A chapel which was built in “splendid isolation” but is now surrounded by graves and a housing estate could have a new life as somebody’s home.
Bethania Chapel, in Clydach dates from the 1840s but is currently used for storage.
From the perspective of Heol Graig Felen the chapel has a rather foreboding appearance, devoid of windows and with ivy crawling up the boundary wall.
But walk round to Bethania Road and the building looks more homely, if you don’t mind a scattering of gravestones.
This east-facing side of the chapel, with its windows and porch, overlooks a sloping graveyard and the Swansea Valley landscape beyond.
“It has a fabulous view across the valley,” said David Paynter, of DP Architecture, Swansea, who has put the case to Swansea Council on behalf of his client for the conversion of the chapel into two residential units.
The pre-application enquiry said the applicant owned the building and that the trustees of the graveyard were supportive of the proposal.
Negotiations, it said, were taking place between the two parties to try to secure some additional outdoor space.
Bethania Chapel was built in 1841, according to the chairman of Clydach Historical Society, Philip Hale.
He said records described it sitting “on its own in splendid isolation with scarcely a dwelling in sight”.
The chapel’s first minister, David Davies, used to walk there to preach from his home in Treboeth, Swansea, clocking up 780 miles in 1844-45.
At that time Clydach was a small village, with no railway and only a canal linking it to Swansea.
Mr Hale said a gallery was added to the chapel for £50 to accommodate a growing congregation, which was still active as late as 1991.
Council officers have responded to the pre-application enquiry, saying the principle of conversion was acceptable.
They also said a lack of parking was acceptable, given residential use would generate less parking and traffic than the chapel’s current lawful use.

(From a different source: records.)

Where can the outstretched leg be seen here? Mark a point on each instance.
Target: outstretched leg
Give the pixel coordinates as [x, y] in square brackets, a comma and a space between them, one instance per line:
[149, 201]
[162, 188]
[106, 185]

But officers were concerned about the lack of external space for future occupiers.
They said a conversion into one residential unit, with enough outdoor space for a drying area, might be looked on more favourably.
An assessment to determine the presence of protected species was likely to be required.
Mr Paynter said his client was aware of the officers’ response, and that advice could be sought separately about what could and couldn’t be done with some of the older gravestones.